2003年12月02日(火) 12時47分
春秋(日経新聞)
飽食のお犬様が闊(かっ)歩(ぽ)している。愛犬用クリスマスケーキは当たり前、犬の年越しそば、おせちまで飛び出した。一方で「働く犬」たちが人間の無理解に泣くとは、いかにも矛盾している。徳島の保養施設で盲導犬同伴の視覚障害者が、犬嫌いの客への配慮を理由に宿泊を断られた。
▼昨秋から盲導犬などの補助犬は公の施設や交通機関の自由な利用が法で保証されている。この10月には民間施設にも広がったが、現実はこのありさまだ。肢体不自由者を助ける介助犬や聴覚障害者に寄り添う聴導犬など補助犬でも認知度の低い犬の関係者は出はなをくじかれた思いだろう。
▼日本に1000頭近くいる盲導犬と違い、介助犬は目下38頭、聴導犬は15頭。しかも厳密に法に守られるのは、このうち厚生労働省お墨つきの育成団体などで学んだ各5頭と1頭にすぎない。指定要件にかなう機関が乏しく、他の犬は仮に実力はあっても“学歴”に難ありということらしい。

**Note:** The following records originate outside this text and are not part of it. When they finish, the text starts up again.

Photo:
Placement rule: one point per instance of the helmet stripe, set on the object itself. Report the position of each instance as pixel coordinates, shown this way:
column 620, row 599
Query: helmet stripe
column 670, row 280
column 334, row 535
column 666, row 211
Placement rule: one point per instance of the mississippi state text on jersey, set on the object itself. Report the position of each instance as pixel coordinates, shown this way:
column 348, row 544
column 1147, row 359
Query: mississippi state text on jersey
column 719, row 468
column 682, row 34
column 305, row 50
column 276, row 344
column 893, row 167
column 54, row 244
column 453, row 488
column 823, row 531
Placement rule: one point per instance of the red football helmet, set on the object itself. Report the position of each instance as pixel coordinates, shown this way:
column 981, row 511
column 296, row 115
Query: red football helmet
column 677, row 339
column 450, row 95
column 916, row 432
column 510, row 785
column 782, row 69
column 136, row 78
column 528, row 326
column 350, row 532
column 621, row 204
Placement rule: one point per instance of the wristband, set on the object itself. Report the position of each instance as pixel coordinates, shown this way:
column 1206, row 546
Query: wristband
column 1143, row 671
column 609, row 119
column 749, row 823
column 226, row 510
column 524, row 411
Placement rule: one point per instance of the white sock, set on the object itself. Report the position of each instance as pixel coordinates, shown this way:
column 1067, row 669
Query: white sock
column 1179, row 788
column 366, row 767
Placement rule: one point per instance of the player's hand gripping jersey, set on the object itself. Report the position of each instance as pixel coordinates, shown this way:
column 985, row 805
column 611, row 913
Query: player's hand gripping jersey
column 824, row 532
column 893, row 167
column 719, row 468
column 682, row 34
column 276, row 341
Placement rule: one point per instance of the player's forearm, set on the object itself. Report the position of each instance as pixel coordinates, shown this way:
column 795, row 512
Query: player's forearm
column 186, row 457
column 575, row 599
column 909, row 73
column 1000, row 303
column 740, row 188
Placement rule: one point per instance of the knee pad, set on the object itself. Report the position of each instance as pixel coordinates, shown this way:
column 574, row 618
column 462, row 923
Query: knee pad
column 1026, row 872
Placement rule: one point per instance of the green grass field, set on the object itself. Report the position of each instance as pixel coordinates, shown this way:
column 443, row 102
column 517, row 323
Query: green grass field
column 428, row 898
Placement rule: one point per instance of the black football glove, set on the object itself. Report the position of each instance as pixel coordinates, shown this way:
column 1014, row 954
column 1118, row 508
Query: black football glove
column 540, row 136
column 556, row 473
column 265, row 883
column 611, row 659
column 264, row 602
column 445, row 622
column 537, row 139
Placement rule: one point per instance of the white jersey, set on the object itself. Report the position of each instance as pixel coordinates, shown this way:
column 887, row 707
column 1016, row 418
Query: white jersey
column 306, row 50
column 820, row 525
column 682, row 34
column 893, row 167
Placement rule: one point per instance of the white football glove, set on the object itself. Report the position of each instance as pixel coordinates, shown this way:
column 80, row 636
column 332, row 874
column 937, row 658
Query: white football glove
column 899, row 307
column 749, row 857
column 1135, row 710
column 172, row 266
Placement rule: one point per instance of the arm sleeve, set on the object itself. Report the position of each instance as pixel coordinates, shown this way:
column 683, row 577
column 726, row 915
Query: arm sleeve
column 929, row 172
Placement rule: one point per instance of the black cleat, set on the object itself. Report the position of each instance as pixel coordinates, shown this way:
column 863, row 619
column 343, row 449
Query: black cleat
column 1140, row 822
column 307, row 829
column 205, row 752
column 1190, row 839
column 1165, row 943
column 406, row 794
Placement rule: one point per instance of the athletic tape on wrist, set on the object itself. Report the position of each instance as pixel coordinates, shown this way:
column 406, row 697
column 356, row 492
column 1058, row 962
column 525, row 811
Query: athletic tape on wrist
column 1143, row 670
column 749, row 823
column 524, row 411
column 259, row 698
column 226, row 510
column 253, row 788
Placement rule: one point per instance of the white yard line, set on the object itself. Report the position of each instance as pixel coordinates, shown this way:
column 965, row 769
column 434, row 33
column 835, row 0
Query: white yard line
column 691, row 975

▼狭き門をくぐっても世間は甘くない。通常、介助犬を伴うのは車いす利用者だが、バリアフリーの不備で門前払いを食いがちだ。聴導犬がつき添う人は外見上、障害者に見えないことも多く、単なるペットとして追い出されかねない。ペット専用露天風呂まである一部ホテルとの、この落差。犬の目にどう映るか。